In what rights activists are calling a new crackdown on opponents of Belarusian President Alexander Lukashenko, security officers raided the offices and homes of independent journalists and human rights activists for the third consecutive day.
Both Radio Free Europe and United States broadcaster Radio Liberty were among those targeted in Friday’s raid in the capital of Minsk. Officials broke down doors, confiscated equipment and sealed the office’s main entrance. Two journalists working for the American station were detained.
Police also raided the homes of several local reporters and a journalist from a Polish TV channel Belsat. Eleven students and one teacher were sentenced to lengthy prison terms and accused of violating public order at their Minsk universities, with most receiving two and a half year prison terms.

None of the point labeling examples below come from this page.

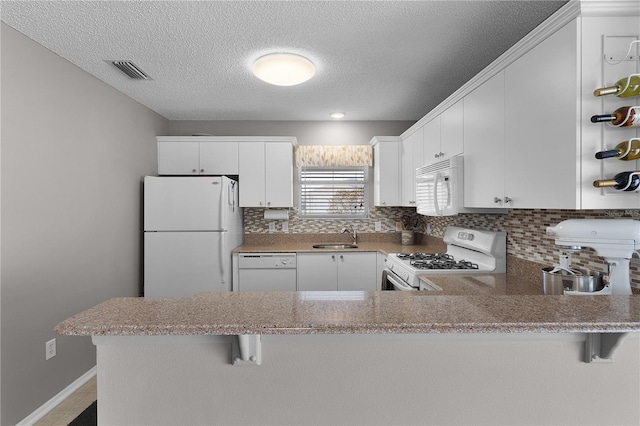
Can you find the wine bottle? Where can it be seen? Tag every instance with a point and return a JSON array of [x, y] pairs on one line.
[[624, 88], [627, 151], [625, 181], [622, 117]]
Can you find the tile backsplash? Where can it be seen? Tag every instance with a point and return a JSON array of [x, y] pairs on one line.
[[526, 229]]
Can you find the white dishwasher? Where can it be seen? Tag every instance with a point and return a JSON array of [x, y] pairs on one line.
[[267, 271]]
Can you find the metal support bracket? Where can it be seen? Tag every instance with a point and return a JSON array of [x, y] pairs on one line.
[[600, 347], [246, 349]]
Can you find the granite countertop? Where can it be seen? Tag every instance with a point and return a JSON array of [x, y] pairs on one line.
[[483, 284], [479, 303], [385, 247], [376, 312]]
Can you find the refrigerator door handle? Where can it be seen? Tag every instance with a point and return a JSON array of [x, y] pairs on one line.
[[222, 251]]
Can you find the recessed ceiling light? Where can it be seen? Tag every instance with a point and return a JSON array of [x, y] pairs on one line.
[[284, 69]]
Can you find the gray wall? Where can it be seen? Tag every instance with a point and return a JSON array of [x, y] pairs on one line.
[[307, 132], [74, 151]]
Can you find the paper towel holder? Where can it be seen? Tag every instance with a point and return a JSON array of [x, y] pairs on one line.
[[276, 214]]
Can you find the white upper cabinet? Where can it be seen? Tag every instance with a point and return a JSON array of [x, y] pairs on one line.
[[431, 144], [542, 165], [386, 171], [484, 145], [528, 139], [197, 155], [410, 159], [451, 131], [266, 173]]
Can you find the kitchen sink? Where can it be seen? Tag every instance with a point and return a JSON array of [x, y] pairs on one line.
[[335, 246]]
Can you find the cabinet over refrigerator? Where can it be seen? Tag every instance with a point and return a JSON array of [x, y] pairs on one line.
[[191, 224]]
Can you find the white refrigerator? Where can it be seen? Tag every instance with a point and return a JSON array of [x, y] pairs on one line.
[[191, 224]]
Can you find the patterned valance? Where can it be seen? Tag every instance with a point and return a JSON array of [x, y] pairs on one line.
[[334, 156]]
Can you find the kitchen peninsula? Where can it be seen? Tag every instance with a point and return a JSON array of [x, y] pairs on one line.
[[364, 358]]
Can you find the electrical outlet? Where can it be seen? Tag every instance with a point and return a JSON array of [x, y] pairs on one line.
[[50, 349]]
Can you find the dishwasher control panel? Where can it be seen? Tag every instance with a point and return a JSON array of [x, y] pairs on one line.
[[266, 260]]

In all, 32 journalists have been arrested by the Belarus security forces, still known by their Soviet-era moniker as the KGB. Security forces have searched the premises of a further 20 human rights organisations, media outlets and other institutions.
Western politicians, international human rights activists and Lithuania-based Belarusian protest leader Sviatlana Tsikhanouskaya have all condemned the actions.

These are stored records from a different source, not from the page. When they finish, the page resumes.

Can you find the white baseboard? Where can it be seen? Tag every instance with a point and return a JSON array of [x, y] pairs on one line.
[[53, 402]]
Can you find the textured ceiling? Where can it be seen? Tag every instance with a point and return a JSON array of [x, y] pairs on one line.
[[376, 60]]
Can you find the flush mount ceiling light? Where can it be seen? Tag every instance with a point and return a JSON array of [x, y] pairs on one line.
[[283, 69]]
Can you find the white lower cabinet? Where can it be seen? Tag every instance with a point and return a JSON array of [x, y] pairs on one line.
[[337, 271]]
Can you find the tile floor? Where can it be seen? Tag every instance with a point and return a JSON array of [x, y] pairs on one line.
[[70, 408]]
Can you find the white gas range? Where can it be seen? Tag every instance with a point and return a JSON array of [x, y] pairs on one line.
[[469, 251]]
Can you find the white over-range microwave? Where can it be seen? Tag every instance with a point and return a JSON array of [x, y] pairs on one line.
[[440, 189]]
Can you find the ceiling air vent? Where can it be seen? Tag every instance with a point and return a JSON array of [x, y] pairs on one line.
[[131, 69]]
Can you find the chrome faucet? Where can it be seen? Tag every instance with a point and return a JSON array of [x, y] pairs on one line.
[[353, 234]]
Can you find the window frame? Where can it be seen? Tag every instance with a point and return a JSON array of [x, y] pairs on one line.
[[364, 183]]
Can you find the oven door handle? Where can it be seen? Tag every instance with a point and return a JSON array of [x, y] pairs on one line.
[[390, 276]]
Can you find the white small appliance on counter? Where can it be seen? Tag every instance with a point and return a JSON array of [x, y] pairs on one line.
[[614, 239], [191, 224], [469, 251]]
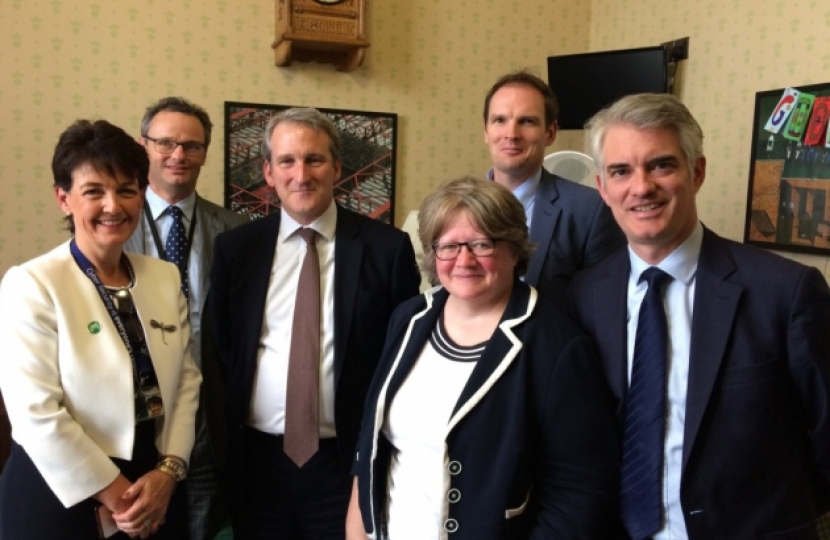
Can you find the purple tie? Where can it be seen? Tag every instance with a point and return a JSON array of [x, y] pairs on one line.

“One by one, the regime destroys every media that dares to tell the truth about the situation in Belarus,” declared Tsikhanouskaya via Twitter.
Since Lukashenko’s disputed re-election to a sixth term in August 2020, Belarus has been beset by months of opposition protests. Many in the opposition, and throughout Western Europe, claim the election was rigged.
More than 35,000 people have been detained since the beginning of this most recent crackdown, with many leading opposition figures being either arrested or forced into exile. The EU and the US have responded by imposing sanctions on Belarus, with the British Foreign Secretary Dominic Raab announcing that the UK condemns an “escalation in repression.”
“I am deeply alarmed at the latest developments in Belarus,” affirmed the United Nations human rights chief Michelle Bachelet in a statement, “such a crackdown is completely unacceptable.” In the same statement, Bachelet charged Belarus authorities with showing “blatant disregard…for their obligations under international human rights law.”
The state-run Belta news agency quoted Vladimir Shyshko, an official at Belarus’ Investigative Committee, as saying the committee had acted on information about “a shadow movement of significant financial resources, primarily from abroad, tax evasion and financing of various kinds of protest activity.”
Non-governmental organizations and independent media have dismissed accusations of wrongdoing.